403.     He was questioned once in order to determine His attitude towards human governments, and He disclosed it at once. He merely drew a dividing line, as it were, between what is honest and what is dishonest; “Render unto Caesar the things that are Caesar’s; and unto God the things that are God’s” (Matthew 22:15-22). For the privilege of using Caesar’s money, without which they could not purchase the necessaries of life, pay an equivalent to Caesar, and no more.[1] But let that sense of obligation cease when Caesar is paid; and let the recognition of that debt involve no disloyalty to the ONE KING¾GOD, in whose image we stand, in Christ Jesus. No dynamite of human invention can ever embosom within itself such revolutionary powers as “meekness” such as this. An intangible spiritual force, it is utterly baffling to crude cannon and rifle of human government, while it always puts the enemy in the wrong, even in his own estimation. Unregenerate man is always an angered and malicious coward in the presence of such a virtue. No wonder the Bible assures us that “the meek shall inherit the earth,” in the age to come.

404.     No fear but God will “avenge His own elect” who trust Him to right their wrongs.
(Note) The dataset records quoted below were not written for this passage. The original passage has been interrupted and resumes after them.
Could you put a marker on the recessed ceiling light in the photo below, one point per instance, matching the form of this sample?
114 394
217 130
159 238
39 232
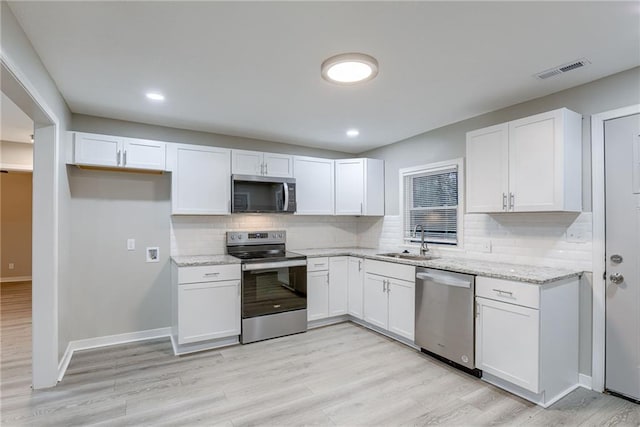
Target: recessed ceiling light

Christ so trusted, while His enemies cried. “His blood be upon us, and upon our children.” And so it was, one of their own Jewish historians being the witness. Josephus tell us that within less than forty years after Christ’s death, the streets of Jerusalem, in siege, were impassable by reason of the dead, while the palaces of Jerusalem were packed from floor to ceiling with corpses. At the same time, as many Jews hung on crosses outside the city, as wood could be found on which to impale them. What wonder that, seeing the approaching avenging of His innocent death, Jesus prayed for His tormentors, and wept over the doomed city, crying, “O that thou hadst known, even thou, at least in this thy day, the things that belong unto thy peace?” (Luke 19:42, R. V.).


[1] The earliest Christians refused absolutely to fight for Rome. A Lutheran pastor has lately expressed what amount of compensation the Kaiser requires of his subjects, in these words:  “The crime of the nation against the individual, is not that it demands his sacrifices against his will, but that it claims a life of eternal significance for ends that have no eternal value.”